As the aerial hyphae and spores of many actinobacteria are hydrophobic, they will easily stick to a glass coverslip. After incubation, these coverslips will contain distinct zones of vegetative hyphae, aerial hyphae, and if given enough time to sporulate - spores.


  • Pour an agar plate using a recipe that your strain of interest grows well on.
  • Insert a sterile coverslip into the plate at a 45° angle to the surface of the agar.
  • Pipette ~5μl of a 1:100 spore stock or liquid culture along the agar/coverslip interface.
  • Allow to dry, then invert the plate and incubate at the optimal growth temperature until mature growth is observed.
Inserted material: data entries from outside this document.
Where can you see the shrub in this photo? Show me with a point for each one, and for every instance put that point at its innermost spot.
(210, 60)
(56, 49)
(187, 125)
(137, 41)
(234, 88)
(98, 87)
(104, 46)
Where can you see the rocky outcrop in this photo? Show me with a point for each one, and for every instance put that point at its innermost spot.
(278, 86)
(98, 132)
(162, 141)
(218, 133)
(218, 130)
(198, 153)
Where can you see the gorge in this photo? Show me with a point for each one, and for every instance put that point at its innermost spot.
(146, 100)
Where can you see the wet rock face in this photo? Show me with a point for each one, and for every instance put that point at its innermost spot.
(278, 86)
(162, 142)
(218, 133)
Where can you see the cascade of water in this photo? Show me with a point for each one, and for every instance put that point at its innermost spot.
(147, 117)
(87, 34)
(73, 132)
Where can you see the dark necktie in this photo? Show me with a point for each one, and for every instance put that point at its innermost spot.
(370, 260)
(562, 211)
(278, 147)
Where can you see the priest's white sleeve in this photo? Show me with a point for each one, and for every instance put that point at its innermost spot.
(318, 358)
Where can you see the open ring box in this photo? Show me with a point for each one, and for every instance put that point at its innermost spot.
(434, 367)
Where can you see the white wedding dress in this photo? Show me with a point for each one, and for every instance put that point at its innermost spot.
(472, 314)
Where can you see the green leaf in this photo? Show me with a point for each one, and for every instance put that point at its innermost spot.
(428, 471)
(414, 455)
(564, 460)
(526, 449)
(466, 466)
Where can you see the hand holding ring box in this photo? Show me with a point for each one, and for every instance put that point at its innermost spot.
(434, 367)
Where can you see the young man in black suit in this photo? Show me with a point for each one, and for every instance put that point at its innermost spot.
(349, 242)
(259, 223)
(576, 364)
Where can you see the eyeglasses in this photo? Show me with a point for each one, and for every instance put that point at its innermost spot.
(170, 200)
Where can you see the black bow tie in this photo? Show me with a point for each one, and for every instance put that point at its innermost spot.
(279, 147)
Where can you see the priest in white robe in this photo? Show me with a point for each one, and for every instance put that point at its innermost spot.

  • Carefully remove the coverslip from the agar, being mindful not to disturb the specimen.
  • Lay the coverslip on a flat surface growth side up, and add 8-10μl of a 40% glycerol solution or PBS. Do not add water as this may lyse the cells.
  • Lay a glass slide on the coverslip and mount the specimen.
  • Seal the edges with clear nail varnish and allow to dry thoroughly.
  • The slide is now ready to be imaged on the light microscope.

For long term storage at -20°C, specimens can also be fixed prior to mounting. See Staining of Streptomyces spp. Cell Wall and Nucleic Acids.